É notório que o Partido dos Trabalhadores tem nos últimos tempos dado passos importantes no fortalecimento de sua juventude. Bastante citado pelos nossos dirigentes e parlamentares, o assunto “Juventude” se tornou de fato de suma importância para o partido e a preocupação em dialogar cada vez mais com esse segmento tem crescido.

É fato, também, que o reconhecimento desse segmento como fundamental não só para uma vida longa ao partido (não somos apenas os dirigentes de amanhã, mas também os de hoje!), mas para a continuidade do caráter revolucionário e progressista do PT foi fruto do crescimento da própria militância da juventude partidária. Tivemos avanços organizacionais, deixamos de ser, depois de muita pressão e ousadia, um setorial para sermos reconhecidos como instância partidária, embora não sem dificuldades para consolidarmos essa visão, além da própria estrutura organizacional, onde precisamos avançar muito mais. 
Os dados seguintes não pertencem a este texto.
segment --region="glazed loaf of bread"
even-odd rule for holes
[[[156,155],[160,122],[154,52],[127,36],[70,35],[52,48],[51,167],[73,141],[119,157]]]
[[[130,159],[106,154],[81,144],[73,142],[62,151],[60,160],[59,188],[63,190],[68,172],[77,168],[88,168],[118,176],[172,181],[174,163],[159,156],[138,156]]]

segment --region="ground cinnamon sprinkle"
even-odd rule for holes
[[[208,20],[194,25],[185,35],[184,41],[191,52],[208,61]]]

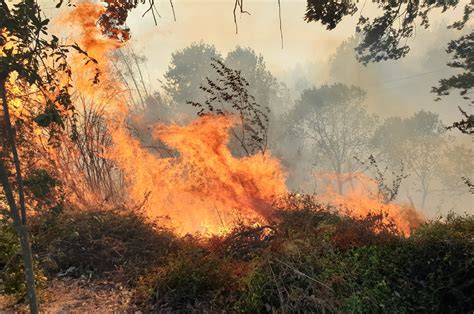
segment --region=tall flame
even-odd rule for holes
[[[287,192],[285,173],[277,159],[266,155],[234,157],[228,148],[232,117],[205,116],[187,126],[156,125],[153,137],[174,150],[161,157],[142,146],[126,126],[128,107],[120,95],[124,86],[110,71],[111,52],[122,45],[104,37],[96,21],[105,9],[91,3],[78,4],[62,19],[80,29],[74,41],[98,61],[84,65],[72,60],[75,86],[91,99],[107,104],[113,145],[105,156],[114,161],[127,183],[128,199],[146,200],[143,209],[150,217],[167,216],[181,232],[219,232],[234,213],[247,221],[258,222],[271,215],[274,197]],[[91,84],[94,69],[100,82]],[[421,220],[414,209],[384,204],[366,193],[353,189],[342,196],[328,190],[321,201],[350,208],[350,215],[367,215],[374,210],[387,212],[405,234]]]

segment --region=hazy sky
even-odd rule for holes
[[[166,70],[173,51],[201,40],[214,44],[224,54],[236,45],[250,46],[264,55],[276,75],[297,63],[324,63],[343,40],[354,34],[360,13],[346,17],[336,29],[327,31],[319,23],[303,20],[306,0],[281,0],[284,33],[284,49],[281,49],[277,0],[244,1],[251,15],[238,14],[238,34],[235,33],[232,0],[174,0],[176,22],[169,1],[155,2],[161,15],[158,25],[150,13],[142,18],[146,10],[142,5],[131,14],[128,26],[134,45],[149,58],[152,65],[149,70],[156,75]],[[460,16],[462,7],[448,11],[442,18],[454,20]],[[374,5],[367,1],[363,14],[375,12]],[[434,12],[432,21],[440,20],[440,11]]]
Porém, foi com a aprovação ousada no seu 4º Congresso da cota de no mínimo 20% de militantes de até 29 anos em todas as instâncias de direção que o PT deu o passo mais importante no empoderamento aos jovens militantes do maior partido de esquerda da América Latina.

Único nos partidos brasileiros (como é de praxe no PT) e possivelmente também em outros países, senão muito raro, a cota irá dar uma nova dinâmica para a construção partidária. Em tempos de V Congresso e da necessidade da atualização de nosso programa, a experiência de termos uma nova cara, mais jovem, nos espaços de direção será saudável e positivo para continuarmos sendo um partido que traz o novo, sendo de esquerda e revolucionário.

O principal debate que se coloca é que fortalecer a juventude vai mais além do que fortalecer os espaços de juventude. Ou seja, conquistar outro status para as instâncias de juventude, criar autonomia política e intensificar seus espaços de atuação majoritária (como o movimento estudantil, a construção das PPJ´s, entre outros) é fundamental, mas insuficiente. É preciso incorporar o olhar geracional no que tange a política partidária, nos rumos do partido, de fato. Em suma: é preciso criar condições para uma transição geracional qualificada. 

Temos todas as condições de dar um salto de qualidade nesta transição geracional em curso, fortalecendo o partido, renovando-o, lançando mão da ousadia de nossa militância para atualizar nosso projeto partidário e darmos sequência ao projeto democrático popular em curso. Mas a tarefa não é fácil e precisamos ficar atentos a certos vícios que, sabemos , podem ocorrer. 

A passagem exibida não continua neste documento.